If "Chess books confuse the ever-living !#%$ out of you," it simply means you either don't have the right books for your level, or you're being lazy.There are many excellent books for beginners out there. Search for them in chess.com forums, or create your own thread asking for advice about that, you'll find many good recommendations. I myself would suggest not a book, but a software: Chessmaster Art of Learning, in my opinion, Josh Waitzkin has the best set of lessons available in the world that would take your from complete beginner and if you back those lectures up with really using your own brain while watching them and a decent tactical training, it could take you to 1800. Waitzkin is the person who injected the love of chess in me around 6, 7 years ago.
I think at this level, you don't need a coach to get started. Your rating is 1000+. That means, there's not really much a coach can do other than teaching you how to calculate (which would take around 10 minutes), and the rest is simply practice, practice, practice on your part. Learning a thinking method is very easy, implementing it consistently and sticking to a disciplined thinking process on every single move is extremely difficult. But don't worry, practice makes you better.
Only by studying tactics 30 minutes every day, you can raise your rating about 600 points in a year.
I think it's when you're around 1800-2000 and you need to reach a new level of chess understanding that a coach can really help you. Until then, improving your tactical ability (which is a very straightforward, simple, yet extremely difficult and a neverending process) and pretty basic strategical rules of the thumb would suffice.
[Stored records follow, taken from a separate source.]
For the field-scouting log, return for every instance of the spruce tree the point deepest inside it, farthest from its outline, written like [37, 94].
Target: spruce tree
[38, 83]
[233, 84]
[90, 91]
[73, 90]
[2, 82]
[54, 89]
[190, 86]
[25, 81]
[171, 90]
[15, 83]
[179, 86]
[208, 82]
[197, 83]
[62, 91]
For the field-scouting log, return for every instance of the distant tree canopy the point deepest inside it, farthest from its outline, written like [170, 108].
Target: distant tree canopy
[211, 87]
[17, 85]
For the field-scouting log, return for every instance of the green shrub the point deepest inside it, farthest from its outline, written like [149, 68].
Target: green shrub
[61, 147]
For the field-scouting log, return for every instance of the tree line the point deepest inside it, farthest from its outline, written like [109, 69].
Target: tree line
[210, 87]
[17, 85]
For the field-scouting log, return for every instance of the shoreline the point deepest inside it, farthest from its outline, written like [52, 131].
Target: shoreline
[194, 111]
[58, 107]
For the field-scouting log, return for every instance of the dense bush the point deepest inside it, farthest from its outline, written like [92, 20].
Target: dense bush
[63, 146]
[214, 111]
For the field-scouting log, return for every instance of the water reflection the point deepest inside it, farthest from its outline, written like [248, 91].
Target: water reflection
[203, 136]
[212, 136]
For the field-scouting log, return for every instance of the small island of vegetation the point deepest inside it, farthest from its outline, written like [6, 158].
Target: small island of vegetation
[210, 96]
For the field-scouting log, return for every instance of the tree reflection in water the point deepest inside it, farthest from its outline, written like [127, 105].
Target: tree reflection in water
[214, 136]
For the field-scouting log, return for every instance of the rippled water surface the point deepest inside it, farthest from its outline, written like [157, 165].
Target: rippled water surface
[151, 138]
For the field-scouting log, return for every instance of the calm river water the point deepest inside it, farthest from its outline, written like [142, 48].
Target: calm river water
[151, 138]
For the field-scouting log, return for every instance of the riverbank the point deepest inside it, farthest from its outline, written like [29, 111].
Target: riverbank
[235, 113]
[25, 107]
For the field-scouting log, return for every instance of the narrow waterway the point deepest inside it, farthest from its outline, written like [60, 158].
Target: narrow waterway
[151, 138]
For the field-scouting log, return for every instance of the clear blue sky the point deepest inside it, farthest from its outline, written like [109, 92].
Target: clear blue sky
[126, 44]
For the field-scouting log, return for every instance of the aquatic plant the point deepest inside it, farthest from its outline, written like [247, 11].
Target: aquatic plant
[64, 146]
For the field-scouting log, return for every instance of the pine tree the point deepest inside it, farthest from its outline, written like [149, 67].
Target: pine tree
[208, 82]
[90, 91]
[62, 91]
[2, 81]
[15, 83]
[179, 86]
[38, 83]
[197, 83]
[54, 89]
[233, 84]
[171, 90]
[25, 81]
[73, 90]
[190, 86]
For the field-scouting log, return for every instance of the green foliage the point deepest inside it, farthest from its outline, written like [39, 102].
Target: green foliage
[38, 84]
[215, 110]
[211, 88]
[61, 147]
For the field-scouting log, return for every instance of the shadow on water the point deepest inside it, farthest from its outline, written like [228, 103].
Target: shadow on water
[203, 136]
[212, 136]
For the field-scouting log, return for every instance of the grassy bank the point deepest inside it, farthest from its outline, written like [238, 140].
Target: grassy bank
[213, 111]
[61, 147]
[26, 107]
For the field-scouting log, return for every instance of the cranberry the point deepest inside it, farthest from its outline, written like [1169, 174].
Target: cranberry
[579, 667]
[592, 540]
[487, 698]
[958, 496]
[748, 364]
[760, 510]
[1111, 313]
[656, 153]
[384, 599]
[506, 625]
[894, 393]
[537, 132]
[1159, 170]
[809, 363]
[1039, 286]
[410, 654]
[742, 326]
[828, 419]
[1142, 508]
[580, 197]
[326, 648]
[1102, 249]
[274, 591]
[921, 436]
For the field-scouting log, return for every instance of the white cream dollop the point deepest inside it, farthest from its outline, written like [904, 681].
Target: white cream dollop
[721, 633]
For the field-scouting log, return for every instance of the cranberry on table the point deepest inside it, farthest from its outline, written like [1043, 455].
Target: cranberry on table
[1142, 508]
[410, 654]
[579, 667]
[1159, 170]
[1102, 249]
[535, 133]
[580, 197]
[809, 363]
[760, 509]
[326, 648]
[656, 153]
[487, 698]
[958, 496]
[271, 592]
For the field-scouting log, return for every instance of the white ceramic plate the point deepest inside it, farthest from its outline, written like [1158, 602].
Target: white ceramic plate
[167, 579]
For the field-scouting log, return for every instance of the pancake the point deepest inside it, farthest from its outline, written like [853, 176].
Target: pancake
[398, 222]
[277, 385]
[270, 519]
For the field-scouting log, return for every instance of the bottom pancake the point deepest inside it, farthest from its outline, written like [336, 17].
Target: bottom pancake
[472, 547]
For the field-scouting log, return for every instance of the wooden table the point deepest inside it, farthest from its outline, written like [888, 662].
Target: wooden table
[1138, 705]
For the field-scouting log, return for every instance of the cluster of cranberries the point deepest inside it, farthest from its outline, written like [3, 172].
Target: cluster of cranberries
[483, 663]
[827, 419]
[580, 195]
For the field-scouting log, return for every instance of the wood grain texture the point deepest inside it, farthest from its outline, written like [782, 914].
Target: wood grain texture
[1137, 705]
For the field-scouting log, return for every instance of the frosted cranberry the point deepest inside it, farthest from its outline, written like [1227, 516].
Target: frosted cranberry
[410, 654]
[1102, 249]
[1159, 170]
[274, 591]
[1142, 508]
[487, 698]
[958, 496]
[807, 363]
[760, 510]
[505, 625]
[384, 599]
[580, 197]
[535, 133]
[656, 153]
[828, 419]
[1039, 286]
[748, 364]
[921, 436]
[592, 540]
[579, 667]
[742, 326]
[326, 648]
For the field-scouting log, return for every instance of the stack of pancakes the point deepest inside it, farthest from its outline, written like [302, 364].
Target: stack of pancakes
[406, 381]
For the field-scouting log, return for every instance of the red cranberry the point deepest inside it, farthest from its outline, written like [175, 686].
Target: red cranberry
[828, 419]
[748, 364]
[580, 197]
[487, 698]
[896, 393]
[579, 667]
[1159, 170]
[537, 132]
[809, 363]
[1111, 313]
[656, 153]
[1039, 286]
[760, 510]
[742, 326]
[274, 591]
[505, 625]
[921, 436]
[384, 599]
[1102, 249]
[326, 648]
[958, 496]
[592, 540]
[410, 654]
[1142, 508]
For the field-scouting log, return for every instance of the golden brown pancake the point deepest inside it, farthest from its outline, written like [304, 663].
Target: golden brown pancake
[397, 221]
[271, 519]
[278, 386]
And those principles you can find almost anywhere:
http://www.chess.com/download/view/chesskidcom-curriculum
http://blog.chess.com/webmaster/your-guide-to-chesscoms-study-plans
So, my advice would be,
1) Study that curricilum in depth and try to apply the opening principles and middlegame ideas (bishop pair, rooks on open files, weakening pawn moves etc.) in your games.
2) either search around chess.com forums or google for methods of properly calculating (the idea of candidate moves, tree of variations, always trying to refute your own idea etc.), and then log into an online tactics server and train tactics steadily to apply those calculation principles correctly and consistently.
3) Analyze all your games with a good engine.
Dear Everyone,
I would like to find a chess coach, but I'm overwhelmed looking at the list of coaches on this site. Do you have any tips on how to sort the coaches that might help me from the ones who might not? I know a few things about how I learn:
1. I have to know the WHY of chess strategy/tactics as well as the WHAT.
2. I do better when my instructors know my strengths AND weaknesses.
3. I'm low on money, but high on willingness to learn. I take advice well, especially if it makes sense to me. If it doesn't make sense, I'll keep asking about a concept until it does.
4. Chess books confuse the ever-living !#%$ out of me. I want a human teacher!